Metamedium concept experience

Concept Experience: MetaMetaMeta

Consider the following two paragraphs from the “Conclusion” to Alan Kay and Adele Goldberg’s essay “Personal Dynamic Media”:

What would happen in a world in which everyone had a
Dynabook? If such a machine were designed in a way that
any owner could mold and channel its power to his own
needs, then a new kind of medium would have been created:
a metamedium, whose content would be a wide range of
already-existing and not-yet-invented media….

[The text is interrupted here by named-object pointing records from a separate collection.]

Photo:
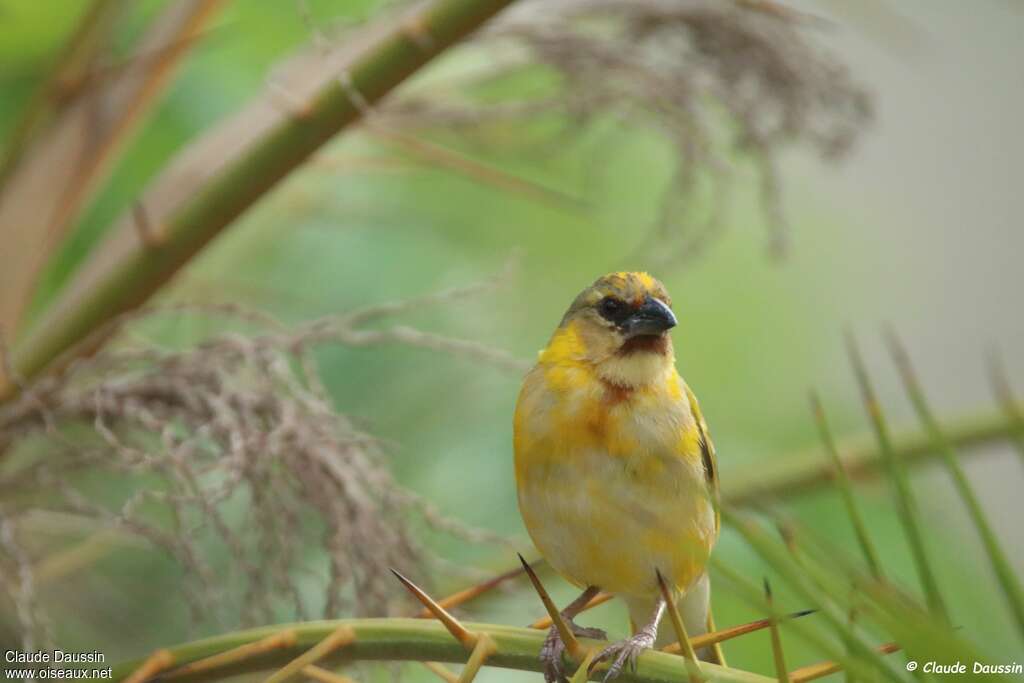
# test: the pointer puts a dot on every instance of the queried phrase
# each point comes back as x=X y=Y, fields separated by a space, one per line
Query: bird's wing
x=707 y=452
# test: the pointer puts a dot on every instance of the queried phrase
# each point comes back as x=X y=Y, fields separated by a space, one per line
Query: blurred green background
x=920 y=228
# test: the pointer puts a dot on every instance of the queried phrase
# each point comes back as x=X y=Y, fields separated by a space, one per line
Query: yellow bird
x=614 y=469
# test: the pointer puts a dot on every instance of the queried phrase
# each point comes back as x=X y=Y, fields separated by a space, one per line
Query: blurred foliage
x=366 y=223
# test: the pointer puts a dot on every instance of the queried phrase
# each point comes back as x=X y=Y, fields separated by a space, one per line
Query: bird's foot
x=624 y=652
x=551 y=652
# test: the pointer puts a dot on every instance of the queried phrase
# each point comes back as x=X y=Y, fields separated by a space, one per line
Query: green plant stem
x=128 y=267
x=845 y=489
x=411 y=639
x=906 y=504
x=1000 y=565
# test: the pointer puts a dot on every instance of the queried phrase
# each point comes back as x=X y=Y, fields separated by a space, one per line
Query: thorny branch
x=236 y=441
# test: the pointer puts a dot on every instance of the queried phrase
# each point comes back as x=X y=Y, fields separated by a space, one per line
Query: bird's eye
x=611 y=308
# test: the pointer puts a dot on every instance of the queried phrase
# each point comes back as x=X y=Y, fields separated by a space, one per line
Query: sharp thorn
x=568 y=639
x=463 y=635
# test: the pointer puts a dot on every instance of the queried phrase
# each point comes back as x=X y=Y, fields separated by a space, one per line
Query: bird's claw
x=624 y=652
x=551 y=652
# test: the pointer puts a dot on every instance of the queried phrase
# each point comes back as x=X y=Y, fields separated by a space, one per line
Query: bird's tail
x=694 y=607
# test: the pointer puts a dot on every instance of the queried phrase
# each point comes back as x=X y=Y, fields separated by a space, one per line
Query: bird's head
x=620 y=325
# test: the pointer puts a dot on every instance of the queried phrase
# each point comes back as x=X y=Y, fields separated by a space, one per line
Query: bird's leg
x=551 y=653
x=626 y=651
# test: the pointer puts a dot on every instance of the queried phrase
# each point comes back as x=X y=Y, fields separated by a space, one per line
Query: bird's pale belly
x=607 y=521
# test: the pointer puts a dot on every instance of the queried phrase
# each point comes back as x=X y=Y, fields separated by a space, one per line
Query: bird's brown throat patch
x=645 y=344
x=615 y=393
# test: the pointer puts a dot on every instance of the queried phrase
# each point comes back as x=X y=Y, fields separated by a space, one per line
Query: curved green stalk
x=906 y=504
x=1000 y=564
x=404 y=640
x=154 y=241
x=811 y=471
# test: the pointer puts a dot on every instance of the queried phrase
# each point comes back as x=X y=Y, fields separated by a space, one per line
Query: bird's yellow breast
x=611 y=482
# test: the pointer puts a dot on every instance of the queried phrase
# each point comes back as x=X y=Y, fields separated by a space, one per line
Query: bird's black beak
x=652 y=317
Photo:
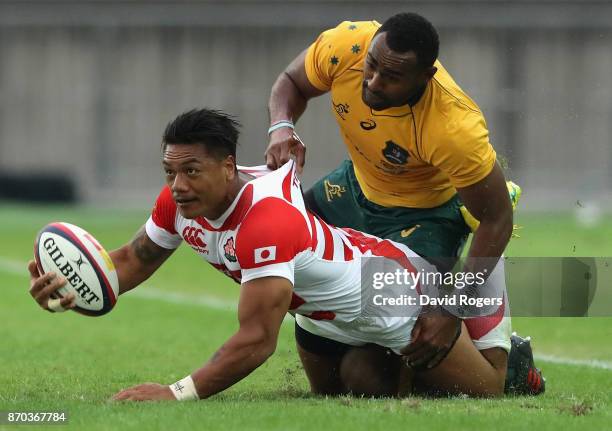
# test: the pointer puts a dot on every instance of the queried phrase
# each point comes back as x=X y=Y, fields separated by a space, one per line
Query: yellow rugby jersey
x=404 y=156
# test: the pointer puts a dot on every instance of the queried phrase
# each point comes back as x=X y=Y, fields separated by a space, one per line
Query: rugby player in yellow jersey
x=419 y=150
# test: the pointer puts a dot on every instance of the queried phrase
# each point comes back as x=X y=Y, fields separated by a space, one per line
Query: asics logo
x=193 y=236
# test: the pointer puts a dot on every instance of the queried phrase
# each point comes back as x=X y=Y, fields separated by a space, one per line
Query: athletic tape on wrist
x=280 y=125
x=184 y=389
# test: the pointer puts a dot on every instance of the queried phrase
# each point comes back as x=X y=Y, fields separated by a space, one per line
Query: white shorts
x=394 y=332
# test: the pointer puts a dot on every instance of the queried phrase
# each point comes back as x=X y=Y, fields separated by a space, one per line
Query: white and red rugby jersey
x=267 y=231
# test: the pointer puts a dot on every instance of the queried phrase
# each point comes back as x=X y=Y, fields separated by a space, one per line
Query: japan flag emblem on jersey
x=265 y=254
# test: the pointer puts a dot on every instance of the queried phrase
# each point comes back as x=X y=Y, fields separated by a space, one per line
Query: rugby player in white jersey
x=254 y=227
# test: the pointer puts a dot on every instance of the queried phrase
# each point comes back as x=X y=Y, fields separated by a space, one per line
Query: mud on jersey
x=267 y=231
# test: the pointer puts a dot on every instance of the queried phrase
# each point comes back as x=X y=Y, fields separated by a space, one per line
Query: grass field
x=172 y=325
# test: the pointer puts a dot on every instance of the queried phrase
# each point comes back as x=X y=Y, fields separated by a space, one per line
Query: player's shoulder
x=272 y=223
x=450 y=99
x=348 y=42
x=454 y=111
x=348 y=30
x=164 y=211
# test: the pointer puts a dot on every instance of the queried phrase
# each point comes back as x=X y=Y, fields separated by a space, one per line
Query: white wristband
x=280 y=125
x=184 y=389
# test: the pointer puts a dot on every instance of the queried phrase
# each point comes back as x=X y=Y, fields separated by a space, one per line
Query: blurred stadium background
x=88 y=86
x=86 y=89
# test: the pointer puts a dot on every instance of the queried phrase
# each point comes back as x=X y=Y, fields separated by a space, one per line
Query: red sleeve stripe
x=164 y=213
x=348 y=253
x=287 y=185
x=478 y=327
x=328 y=253
x=313 y=232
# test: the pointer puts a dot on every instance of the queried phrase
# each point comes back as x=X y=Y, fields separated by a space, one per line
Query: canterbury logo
x=407 y=232
x=193 y=236
x=333 y=190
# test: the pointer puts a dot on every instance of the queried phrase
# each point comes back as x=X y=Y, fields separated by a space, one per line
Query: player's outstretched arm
x=138 y=260
x=262 y=307
x=288 y=99
x=488 y=202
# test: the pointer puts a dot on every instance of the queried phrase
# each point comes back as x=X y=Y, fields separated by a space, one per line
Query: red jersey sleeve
x=272 y=233
x=161 y=226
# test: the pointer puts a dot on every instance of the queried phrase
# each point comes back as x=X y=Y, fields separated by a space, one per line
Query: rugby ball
x=73 y=253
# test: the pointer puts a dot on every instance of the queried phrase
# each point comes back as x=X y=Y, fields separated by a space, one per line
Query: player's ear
x=229 y=165
x=430 y=72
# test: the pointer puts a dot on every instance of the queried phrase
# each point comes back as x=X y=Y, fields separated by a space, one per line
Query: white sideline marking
x=16 y=267
x=591 y=363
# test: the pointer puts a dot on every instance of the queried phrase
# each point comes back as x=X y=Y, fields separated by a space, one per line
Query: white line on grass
x=591 y=363
x=16 y=267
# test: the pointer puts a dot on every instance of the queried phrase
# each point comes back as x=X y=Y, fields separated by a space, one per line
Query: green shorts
x=430 y=232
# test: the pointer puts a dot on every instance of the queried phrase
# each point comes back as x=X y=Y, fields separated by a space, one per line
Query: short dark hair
x=411 y=32
x=214 y=129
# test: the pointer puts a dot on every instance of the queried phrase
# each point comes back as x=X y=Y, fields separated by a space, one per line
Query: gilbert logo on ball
x=71 y=252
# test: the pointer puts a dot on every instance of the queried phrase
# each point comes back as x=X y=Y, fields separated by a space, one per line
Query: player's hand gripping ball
x=90 y=275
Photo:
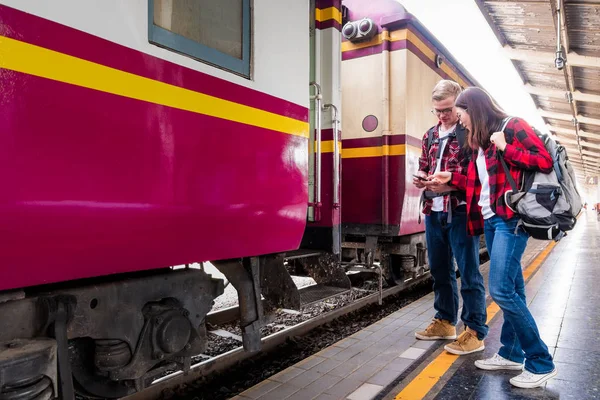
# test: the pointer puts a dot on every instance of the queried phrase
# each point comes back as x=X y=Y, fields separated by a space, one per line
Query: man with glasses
x=446 y=231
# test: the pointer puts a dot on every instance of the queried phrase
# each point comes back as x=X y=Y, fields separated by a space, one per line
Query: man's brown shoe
x=438 y=329
x=466 y=343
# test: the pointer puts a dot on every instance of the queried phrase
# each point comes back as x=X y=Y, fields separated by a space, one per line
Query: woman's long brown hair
x=486 y=116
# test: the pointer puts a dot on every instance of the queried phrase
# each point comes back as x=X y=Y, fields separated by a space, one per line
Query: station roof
x=567 y=99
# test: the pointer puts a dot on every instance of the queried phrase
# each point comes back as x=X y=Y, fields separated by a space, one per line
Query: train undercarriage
x=111 y=337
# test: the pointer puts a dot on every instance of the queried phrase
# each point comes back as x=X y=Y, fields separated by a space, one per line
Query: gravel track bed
x=254 y=370
x=281 y=319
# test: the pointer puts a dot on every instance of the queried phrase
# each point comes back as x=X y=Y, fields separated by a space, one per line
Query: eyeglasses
x=445 y=111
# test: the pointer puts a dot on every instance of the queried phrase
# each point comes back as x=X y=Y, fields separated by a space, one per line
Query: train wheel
x=397 y=268
x=87 y=382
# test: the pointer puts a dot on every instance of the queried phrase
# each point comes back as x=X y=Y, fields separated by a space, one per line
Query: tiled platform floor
x=360 y=367
x=564 y=298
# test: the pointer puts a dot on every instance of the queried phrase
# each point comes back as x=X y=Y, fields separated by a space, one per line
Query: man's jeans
x=520 y=337
x=443 y=240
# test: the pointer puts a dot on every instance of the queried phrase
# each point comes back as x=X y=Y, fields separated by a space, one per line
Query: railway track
x=211 y=366
x=222 y=362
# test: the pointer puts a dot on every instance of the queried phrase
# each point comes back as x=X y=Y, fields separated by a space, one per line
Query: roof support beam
x=573 y=59
x=559 y=94
x=571 y=131
x=568 y=117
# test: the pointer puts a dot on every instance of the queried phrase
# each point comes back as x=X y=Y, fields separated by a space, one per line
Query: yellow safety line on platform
x=38 y=61
x=420 y=386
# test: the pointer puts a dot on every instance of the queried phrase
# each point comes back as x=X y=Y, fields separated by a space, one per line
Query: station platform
x=385 y=361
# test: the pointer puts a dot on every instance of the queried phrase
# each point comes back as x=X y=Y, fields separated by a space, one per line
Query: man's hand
x=499 y=140
x=419 y=183
x=439 y=187
x=440 y=177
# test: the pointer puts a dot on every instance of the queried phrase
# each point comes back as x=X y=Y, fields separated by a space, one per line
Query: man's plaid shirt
x=524 y=151
x=452 y=160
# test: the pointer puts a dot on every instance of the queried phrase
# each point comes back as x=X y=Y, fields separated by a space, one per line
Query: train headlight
x=363 y=29
x=349 y=31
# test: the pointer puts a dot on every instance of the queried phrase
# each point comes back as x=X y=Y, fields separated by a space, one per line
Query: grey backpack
x=548 y=204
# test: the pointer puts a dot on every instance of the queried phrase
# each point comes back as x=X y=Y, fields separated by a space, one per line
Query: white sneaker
x=528 y=380
x=498 y=362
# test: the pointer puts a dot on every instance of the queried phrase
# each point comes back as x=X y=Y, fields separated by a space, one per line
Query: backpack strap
x=430 y=138
x=461 y=136
x=513 y=184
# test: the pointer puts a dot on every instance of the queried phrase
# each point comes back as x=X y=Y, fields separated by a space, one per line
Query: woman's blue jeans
x=520 y=337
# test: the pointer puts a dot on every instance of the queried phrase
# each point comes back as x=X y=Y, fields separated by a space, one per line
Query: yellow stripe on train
x=363 y=152
x=34 y=60
x=326 y=14
x=408 y=35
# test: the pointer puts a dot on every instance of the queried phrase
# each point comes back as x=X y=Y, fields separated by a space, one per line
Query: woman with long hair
x=486 y=184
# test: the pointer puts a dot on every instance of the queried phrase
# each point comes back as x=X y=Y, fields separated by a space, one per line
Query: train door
x=323 y=219
x=319 y=255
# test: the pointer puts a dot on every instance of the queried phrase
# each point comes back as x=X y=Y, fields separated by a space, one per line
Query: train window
x=216 y=32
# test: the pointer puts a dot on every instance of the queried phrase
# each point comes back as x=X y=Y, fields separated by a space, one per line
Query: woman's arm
x=533 y=155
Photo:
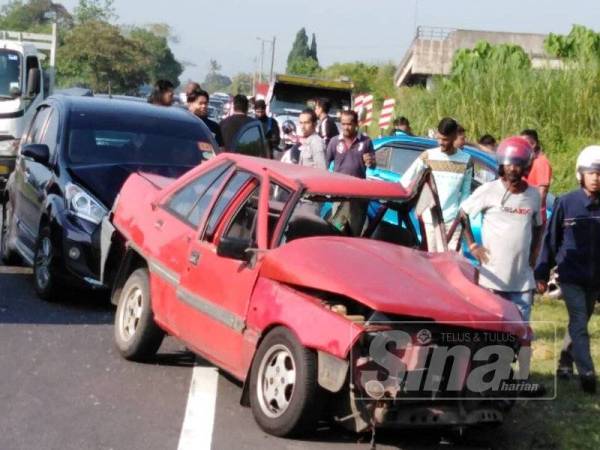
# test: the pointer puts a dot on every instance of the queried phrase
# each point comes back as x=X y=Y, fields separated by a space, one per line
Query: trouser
x=580 y=306
x=433 y=241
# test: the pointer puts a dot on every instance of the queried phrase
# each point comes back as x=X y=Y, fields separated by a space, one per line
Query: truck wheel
x=8 y=256
x=136 y=334
x=283 y=385
x=44 y=266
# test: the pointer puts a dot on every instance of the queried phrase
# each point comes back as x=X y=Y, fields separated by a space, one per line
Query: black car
x=72 y=162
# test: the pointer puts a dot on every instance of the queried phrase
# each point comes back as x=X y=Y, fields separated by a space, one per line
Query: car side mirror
x=234 y=248
x=40 y=153
x=33 y=82
x=15 y=92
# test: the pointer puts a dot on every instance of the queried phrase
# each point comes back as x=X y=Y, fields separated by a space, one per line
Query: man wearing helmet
x=573 y=245
x=512 y=226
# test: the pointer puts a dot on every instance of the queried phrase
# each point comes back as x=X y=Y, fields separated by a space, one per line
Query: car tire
x=136 y=334
x=44 y=266
x=7 y=255
x=283 y=385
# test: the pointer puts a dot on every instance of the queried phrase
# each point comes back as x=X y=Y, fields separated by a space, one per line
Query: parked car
x=274 y=273
x=395 y=154
x=73 y=159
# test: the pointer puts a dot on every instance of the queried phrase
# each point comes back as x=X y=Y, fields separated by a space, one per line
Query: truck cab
x=23 y=87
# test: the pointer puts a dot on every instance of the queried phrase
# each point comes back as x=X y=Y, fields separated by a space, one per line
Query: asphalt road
x=63 y=386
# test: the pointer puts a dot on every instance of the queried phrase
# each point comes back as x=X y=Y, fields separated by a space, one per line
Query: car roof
x=481 y=155
x=91 y=105
x=320 y=181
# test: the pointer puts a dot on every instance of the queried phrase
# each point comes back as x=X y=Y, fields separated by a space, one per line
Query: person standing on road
x=352 y=152
x=540 y=175
x=452 y=171
x=270 y=126
x=232 y=124
x=401 y=127
x=326 y=127
x=162 y=94
x=312 y=147
x=198 y=105
x=512 y=228
x=573 y=244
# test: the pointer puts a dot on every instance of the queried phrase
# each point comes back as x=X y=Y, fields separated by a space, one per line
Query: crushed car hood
x=394 y=280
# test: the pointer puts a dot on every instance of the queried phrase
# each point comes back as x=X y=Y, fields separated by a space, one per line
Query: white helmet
x=588 y=159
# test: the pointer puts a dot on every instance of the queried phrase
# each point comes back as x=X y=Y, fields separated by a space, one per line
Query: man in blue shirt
x=573 y=244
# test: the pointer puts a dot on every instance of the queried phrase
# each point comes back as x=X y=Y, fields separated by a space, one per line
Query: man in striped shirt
x=452 y=170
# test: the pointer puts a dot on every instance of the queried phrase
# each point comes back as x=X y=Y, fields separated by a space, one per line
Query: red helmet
x=515 y=150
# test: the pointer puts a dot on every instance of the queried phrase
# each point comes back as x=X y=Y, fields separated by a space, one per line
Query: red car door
x=217 y=289
x=174 y=225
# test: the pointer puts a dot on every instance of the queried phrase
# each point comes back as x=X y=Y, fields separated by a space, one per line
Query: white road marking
x=197 y=428
x=15 y=270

Some mass items, such as cars and television sets, attempt
to anticipate and provide for a variety of applications in a
fairly inflexible way; those who wish to do something
different will have to put in considerable effort. Other items,
such as paper and clay, offer many dimensions of possibility
and high resolution; these can be used in an unanticipated
way by many, though tools need to be made or obtained to
stir some of the medium’s possibilities while constraining
others.

For this concept experience, choose three of your own blog posts that most clearly demonstrate the use of personal, interactive, networked computing as a “metamedium,” as something with “unanticipated” or surprising uses, as something inspired by the medium’s possibilities. For each of these three earlier posts, tell the story of how you went about imagining it, designing it, and writing it. Tell us the “backstory.” How did you “mold and channel [the] power” of the metamedium to your “own needs”? And of course, be sure to link to the posts you’re discussing. Or you may decide to reprint each of the three posts in this one big post and offer commentary below each.

In other words, think of this concept experience as a “making of” kind of assignment, like one of the extras you might find on a DVD or Blu-Ray of a movie or TV show. The result will be a meta-post about how three or your earlier posts used the “metamedium” of computing (and the World Wide Web that links us) with all its “many dimensions of possibility and high resolution,” more like “paper and clay” and less like “cars and television sets.”